If the appropriate response is not cached, then the request will go through HAProxy, which manages load balancing for the application. It requests the Plone instances which in turn get their data from the ZEO Storage Server. All of your data lives happily in your ZODB Database. This is all very simple and good, but there are a lot of pain points. You build in as many redundancies as you can, but there will still be servers that need to be taken down for maintenance. Additionally, you might get a huge load of traffic, or even a denial-of-service attack, and your service will be interrupted.


Let's compare and contrast the serverless architecture. This is how we serve sixfeetup.com now, making use of AWS Native Services. Here, you have CloudFront serving your front-end AND handling caching. It's distributed all over the world, so users see faster service, and it's more resilient since it won't fail in a localized outage of just one region.

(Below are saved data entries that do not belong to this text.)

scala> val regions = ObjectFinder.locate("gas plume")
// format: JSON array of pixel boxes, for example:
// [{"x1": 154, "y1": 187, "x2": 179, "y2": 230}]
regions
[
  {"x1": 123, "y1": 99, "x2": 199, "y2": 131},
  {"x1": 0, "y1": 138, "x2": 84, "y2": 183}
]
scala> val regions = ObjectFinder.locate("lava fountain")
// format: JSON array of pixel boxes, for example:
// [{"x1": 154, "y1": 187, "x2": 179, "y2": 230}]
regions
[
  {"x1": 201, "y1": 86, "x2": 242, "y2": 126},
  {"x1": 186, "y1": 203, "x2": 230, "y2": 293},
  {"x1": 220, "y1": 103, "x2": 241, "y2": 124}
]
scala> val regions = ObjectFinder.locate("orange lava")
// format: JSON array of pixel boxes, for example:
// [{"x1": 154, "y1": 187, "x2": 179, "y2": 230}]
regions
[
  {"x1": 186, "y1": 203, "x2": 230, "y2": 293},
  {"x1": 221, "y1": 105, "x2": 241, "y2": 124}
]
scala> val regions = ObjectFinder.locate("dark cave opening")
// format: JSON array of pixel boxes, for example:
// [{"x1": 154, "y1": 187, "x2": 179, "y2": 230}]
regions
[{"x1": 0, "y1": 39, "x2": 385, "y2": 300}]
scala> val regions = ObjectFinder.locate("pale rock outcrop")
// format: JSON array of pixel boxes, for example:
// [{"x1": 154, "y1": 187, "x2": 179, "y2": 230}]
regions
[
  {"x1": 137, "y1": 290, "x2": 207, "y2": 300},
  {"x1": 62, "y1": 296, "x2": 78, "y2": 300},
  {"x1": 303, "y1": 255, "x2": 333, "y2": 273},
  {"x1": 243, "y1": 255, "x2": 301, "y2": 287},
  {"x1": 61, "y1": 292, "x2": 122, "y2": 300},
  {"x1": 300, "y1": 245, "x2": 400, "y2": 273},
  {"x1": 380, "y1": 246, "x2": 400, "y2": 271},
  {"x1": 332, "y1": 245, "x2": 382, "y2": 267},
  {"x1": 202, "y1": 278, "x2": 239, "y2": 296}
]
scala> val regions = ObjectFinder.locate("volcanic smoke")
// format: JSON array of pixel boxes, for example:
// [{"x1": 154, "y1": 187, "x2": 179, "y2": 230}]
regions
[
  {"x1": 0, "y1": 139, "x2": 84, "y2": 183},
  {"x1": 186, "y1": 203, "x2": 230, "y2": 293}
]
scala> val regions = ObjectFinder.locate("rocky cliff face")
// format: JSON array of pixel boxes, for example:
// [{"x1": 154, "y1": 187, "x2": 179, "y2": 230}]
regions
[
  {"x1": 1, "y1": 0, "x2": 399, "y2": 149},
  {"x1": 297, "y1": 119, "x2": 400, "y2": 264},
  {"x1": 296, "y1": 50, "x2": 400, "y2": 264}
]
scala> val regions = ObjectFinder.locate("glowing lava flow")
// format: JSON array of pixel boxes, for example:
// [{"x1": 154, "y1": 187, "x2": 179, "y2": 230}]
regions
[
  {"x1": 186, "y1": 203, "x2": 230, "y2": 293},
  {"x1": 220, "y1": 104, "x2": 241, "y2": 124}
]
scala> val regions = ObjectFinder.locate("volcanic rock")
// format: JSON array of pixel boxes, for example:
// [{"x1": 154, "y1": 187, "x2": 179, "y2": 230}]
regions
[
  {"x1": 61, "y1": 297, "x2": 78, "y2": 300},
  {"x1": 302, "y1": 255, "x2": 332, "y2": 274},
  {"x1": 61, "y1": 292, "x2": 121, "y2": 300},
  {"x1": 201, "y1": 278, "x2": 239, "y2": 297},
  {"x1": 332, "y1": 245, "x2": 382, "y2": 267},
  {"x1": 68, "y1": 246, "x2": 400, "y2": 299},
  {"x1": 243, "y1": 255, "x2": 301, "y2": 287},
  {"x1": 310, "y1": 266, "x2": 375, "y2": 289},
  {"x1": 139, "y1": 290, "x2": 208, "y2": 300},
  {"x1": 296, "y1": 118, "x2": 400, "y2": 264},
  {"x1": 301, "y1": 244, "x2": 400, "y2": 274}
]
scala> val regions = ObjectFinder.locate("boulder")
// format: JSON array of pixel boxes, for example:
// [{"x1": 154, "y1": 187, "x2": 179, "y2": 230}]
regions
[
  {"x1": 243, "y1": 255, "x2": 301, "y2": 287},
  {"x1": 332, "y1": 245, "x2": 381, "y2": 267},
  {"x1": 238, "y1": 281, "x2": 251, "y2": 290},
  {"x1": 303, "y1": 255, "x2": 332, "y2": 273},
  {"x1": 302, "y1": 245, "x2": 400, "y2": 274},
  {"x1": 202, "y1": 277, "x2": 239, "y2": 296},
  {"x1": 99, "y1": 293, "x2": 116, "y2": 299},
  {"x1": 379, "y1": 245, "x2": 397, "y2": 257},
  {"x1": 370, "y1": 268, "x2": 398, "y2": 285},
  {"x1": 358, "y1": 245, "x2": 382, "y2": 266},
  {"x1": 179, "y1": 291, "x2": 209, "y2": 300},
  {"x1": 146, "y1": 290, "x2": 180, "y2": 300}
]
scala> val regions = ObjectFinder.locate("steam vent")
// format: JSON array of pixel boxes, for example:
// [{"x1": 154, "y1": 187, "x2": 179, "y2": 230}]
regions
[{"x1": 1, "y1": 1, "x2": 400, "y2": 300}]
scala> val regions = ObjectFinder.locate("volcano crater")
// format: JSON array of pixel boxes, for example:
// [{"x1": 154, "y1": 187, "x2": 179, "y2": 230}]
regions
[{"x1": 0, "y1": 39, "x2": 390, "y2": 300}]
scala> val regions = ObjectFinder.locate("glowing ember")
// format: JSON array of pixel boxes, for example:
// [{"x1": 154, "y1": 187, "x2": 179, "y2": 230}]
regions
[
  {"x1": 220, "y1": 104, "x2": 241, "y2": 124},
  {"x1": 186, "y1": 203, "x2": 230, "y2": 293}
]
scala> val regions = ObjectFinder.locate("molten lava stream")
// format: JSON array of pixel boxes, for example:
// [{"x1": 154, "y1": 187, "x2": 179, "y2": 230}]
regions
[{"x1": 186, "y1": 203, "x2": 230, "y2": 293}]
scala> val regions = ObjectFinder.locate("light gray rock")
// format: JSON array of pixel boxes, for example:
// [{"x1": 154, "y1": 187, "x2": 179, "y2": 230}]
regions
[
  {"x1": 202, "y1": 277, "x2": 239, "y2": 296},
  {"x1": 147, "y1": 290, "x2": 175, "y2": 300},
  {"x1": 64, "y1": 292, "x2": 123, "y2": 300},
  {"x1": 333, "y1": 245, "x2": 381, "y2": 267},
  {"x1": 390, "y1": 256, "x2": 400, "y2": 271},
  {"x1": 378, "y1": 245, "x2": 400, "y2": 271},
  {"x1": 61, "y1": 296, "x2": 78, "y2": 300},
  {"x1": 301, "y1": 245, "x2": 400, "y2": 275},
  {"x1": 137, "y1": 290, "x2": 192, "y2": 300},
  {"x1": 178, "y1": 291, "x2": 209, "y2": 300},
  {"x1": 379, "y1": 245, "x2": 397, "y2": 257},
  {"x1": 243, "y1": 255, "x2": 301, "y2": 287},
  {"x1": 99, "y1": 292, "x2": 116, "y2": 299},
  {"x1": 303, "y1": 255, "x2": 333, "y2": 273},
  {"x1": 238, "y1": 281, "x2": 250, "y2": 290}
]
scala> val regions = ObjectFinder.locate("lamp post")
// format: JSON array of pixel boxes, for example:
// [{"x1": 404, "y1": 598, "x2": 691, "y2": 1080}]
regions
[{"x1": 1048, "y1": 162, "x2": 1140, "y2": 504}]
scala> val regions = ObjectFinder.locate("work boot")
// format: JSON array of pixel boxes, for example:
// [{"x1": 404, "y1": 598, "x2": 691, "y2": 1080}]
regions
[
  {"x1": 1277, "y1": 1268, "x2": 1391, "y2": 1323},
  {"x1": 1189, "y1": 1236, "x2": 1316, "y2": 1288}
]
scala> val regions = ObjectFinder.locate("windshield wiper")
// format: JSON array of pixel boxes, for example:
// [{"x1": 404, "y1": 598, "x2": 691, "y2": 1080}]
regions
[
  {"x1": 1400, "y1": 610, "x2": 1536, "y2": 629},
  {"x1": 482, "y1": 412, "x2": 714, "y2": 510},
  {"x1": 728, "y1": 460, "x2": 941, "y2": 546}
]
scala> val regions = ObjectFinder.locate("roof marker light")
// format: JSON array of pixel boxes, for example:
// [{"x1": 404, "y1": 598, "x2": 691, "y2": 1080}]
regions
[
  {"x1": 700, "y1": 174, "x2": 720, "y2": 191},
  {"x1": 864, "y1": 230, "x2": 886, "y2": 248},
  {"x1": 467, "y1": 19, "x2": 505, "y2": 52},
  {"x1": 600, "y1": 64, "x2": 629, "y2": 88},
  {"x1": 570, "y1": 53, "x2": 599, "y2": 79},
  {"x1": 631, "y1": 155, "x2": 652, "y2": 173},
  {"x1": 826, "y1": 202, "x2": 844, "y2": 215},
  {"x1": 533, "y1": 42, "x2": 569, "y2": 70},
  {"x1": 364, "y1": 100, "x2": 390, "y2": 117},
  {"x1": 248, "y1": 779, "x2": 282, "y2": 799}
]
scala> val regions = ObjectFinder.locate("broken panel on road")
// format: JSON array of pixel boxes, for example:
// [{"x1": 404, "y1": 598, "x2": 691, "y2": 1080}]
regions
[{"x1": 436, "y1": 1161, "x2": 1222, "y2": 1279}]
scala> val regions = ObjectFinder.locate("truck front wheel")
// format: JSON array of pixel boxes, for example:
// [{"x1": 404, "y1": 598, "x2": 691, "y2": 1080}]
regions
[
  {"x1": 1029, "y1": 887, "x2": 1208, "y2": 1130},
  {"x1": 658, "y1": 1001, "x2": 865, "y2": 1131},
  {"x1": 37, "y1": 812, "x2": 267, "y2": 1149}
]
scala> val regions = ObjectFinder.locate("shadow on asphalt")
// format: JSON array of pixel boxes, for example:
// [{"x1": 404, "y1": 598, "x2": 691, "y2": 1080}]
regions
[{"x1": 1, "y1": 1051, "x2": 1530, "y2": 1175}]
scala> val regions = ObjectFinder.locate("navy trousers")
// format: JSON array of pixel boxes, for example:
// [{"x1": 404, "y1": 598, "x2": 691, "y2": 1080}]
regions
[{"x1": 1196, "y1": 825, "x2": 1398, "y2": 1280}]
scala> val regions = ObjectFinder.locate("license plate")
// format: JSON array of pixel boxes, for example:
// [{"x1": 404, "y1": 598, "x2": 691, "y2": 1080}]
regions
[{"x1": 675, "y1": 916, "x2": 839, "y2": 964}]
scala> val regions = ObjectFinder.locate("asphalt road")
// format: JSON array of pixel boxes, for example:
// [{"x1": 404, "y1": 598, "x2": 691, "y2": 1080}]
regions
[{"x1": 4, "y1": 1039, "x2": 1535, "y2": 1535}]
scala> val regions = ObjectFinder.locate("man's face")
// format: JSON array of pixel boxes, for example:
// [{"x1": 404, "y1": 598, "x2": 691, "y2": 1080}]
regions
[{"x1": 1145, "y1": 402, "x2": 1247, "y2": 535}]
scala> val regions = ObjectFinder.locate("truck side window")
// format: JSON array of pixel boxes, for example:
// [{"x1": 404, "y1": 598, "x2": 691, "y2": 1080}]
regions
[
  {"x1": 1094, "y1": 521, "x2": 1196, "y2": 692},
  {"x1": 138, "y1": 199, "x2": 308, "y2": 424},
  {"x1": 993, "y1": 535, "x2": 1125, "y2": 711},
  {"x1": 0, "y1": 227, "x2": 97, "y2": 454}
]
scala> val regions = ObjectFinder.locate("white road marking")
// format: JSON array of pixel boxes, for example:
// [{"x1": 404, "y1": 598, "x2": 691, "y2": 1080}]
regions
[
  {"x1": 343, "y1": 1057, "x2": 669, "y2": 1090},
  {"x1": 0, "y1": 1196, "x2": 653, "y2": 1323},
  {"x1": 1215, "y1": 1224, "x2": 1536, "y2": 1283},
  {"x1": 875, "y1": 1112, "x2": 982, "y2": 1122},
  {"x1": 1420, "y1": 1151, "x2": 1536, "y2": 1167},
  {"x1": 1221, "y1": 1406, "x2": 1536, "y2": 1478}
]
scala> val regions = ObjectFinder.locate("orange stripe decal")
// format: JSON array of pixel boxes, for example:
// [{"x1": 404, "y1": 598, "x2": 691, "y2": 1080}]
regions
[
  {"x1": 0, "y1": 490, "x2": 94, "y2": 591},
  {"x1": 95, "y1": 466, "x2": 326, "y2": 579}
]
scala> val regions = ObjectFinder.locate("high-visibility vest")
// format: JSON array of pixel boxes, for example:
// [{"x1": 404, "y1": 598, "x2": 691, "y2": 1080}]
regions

7 boxes in a diagram with arrows: CloudFront -> ELB -> AZ 1 Plone App Server, AZ 2 Plone App Server -> EFS (blobstorage), RDS Multi-AZ Master -> S3 Backup


Load balancing is handled by the Elastic Load Balancer (ELB), another AWS service. The next bundle of services are distributed in two availability zones. You usually want to pick a couple of availability zones in case one entire geographical region should suffer an outage. These are the actual locations where your containerized services are running. In these availability zones, you have the Plone App Server running on an EC2 Instance


The storage aspect is complicated enough to warrant its own article, but the main components are AWS Relational Database Storage (RDS), AWS Elastic File System (EFS), and finally AWS S3 Object storage for long-term backups. Together, these components act as a specialized back-end to the ZODB. A tool called RelStorage allows Plone to work with alternate relational database systems. 


Since there are 7 boxes instead of 5, this may seem more complicated — but some pieces were merged and others split for redundancy. In this diagram, every single service except Plone itself is an AWS native service. Plone is running on EC2, which is also an AWS native service. This means when your app scales, it can scale dynamically — only the pieces that need to be replicated will be replicated as needed. Sometimes you'll just need CloudFront to do more work, and at other times you may need to spin up a few more EC2 instances running Plone. On the cloud you pay only for what you use when you use it, so it can often be cheaper.


What is the best way to migrate to the cloud?


That question depends entirely on what your use case looks like. If you're migrating a Plone site, feel free to crib my architecture, but be mindful that there might be a different way to run things that's better suited to your specific needs. The best thing to do is familiarize yourself with all of the cloud native services and figure out how they might replicate the functionality you're used to. The big cloud providers — AWS, GCP, and Azure — all offer very similar services under their own brand names. It will benefit you to spend some time reading their documentation.


It is generally not advisable to “lift and shift.” If the service you run is so complicated, or for some reason you can't figure out how to have it run with cloud native services, you might consider just leaving it in the monolith for now. Finally, you might also consider hiring a cloud consultant to audit your architecture and offer solutions.